Nicholas James, MD: If somebody has a rising prostate-specific antigen, metastatic disease, and no symptoms, there is [a] split answer as to whether you should administer hormone therapy. If you shifted it slightly and said the patient is symptomatic, or the patient has a short response to their first-line hormone therapy, it flips in favor of chemotherapy. The more symptomatic, the more hypothetical the case. What people use first certainly varied according to the exact nature of the metastasis.
Those with high-volume disease and a high progression rate tend to revive chemotherapy as their first-line treatment. It’s reasonable to then give radium as the second treatment in that setting. There’s enough wiggle room in the European [Society for Medical Oncology Clinical Practice] Guidelines around eligibility and feasibility, which you can choose to do. We know that if you shut it down too late, especially in the patients who are rapidly progressing, they’re going to get liver metastasis. You can treat soft-tissue disease with abiraterone and enzalutamide but not radium-223. It makes sense to use [them] before you’ve got it, otherwise you’ve lost the therapy.
I would like to ask another question regarding docetaxel up front. What are you treating if you’re not treating the castrate refractory component. You reduce the rate of CRPC complications by giving it up font. I would do that as a line of therapy, which I think is quite legitimate. If you look at the wording, it says, “treatment for CRPC.” In reality, it doesn’t change things much.
Joe O’Sullivan, MD, FRCPI, FFRRCSI, FRCR: How do you define eligibility? Is there room for flexibility?

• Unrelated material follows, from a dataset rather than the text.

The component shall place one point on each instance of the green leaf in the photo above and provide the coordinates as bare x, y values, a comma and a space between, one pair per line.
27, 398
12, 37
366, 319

Nicholas James, MD: Yes, particularly in relation to chemotherapy. If you use a novel hormone therapy first line and you’re working in the United Kingdom, you can’t give a second one. Your second therapy has to be either chemotherapy or radium-223. If you’re not eligible for chemotherapy, there’s a system [to] determine that. The European Medicines Agency [EMA] is clear that those patients can have radium. You have to remember that if you’re administering chemotherapy first line, you’re hard-pressed to say somebody not eligible for abiraterone or enzalutamide can have radium-223. That’s a tougher argument to run.
Joe O’Sullivan, MD, FRCPI, FFRRCSI, FRCR: Yeah.
Nicholas James, MD: Then you’d answer what the patient wants in terms of timing. The patient not wanting it yet is a reason.
Joe O’Sullivan, MD, FRCPI, FFRRCSI, FRCR: I completely agree. Would you agree with that, Noel?
Noel Clarke, MBBS, FRCS, ChM: Yes. You’ve got to have a discussion, which is to put this into language that they can understand. It’s confusing enough for clinicians—imagine what it’s like for a patient. We need to help them as much as possible with the decision-making process.
Nicholas James, MD: I thought the EMA made a great evidence-based decision because, if you have an up-front novel hormonal therapy, there [are] no data as to whether you should give docetaxel with radium-223 or docetaxel with cabazitaxel [Jevtana]. There’s absolutely no data on the proper sequencing.
Joe O’Sullivan, MD, FRCPI, FFRRCSI, FRCR: It needs to be a patient-driven decision.
Nicholas James, MD: It seems strange to say you have another treatment first line when the ALSYMPCA trial came out. Half the patients didn’t have chemotherapy, which then had to be forced before you can give radium-223. It’s not borne out by any data whatsoever that I’m aware of.
Joe O’Sullivan, MD, FRCPI, FFRRCSI, FRCR: There is one ongoing clinical trial combing radium-223 with a novel hormonal, which is the PEACE III [MB1] trial combing enzalutamide with radium-223.
Nicholas James, MD: I applaud what they’re doing. It’s a good question to address, and I think they’ve kept their nerve and continued the study. They’ve [done] what perhaps other researchers should have done, which was add the bone-protecting agent. The independent data monitoring committee (IDMC) will look carefully at bone-related incidences. I’m glad they’re doing it; it’s a terrific trial group.
Noel Clarke, MBBS, FRCS, ChM: Yes. We have no insight track on this, but the IDMC must have looked at the safety data very carefully.
Joe O’Sullivan, MD, FRCPI, FFRRCSI, FRCR: It’s encouraging.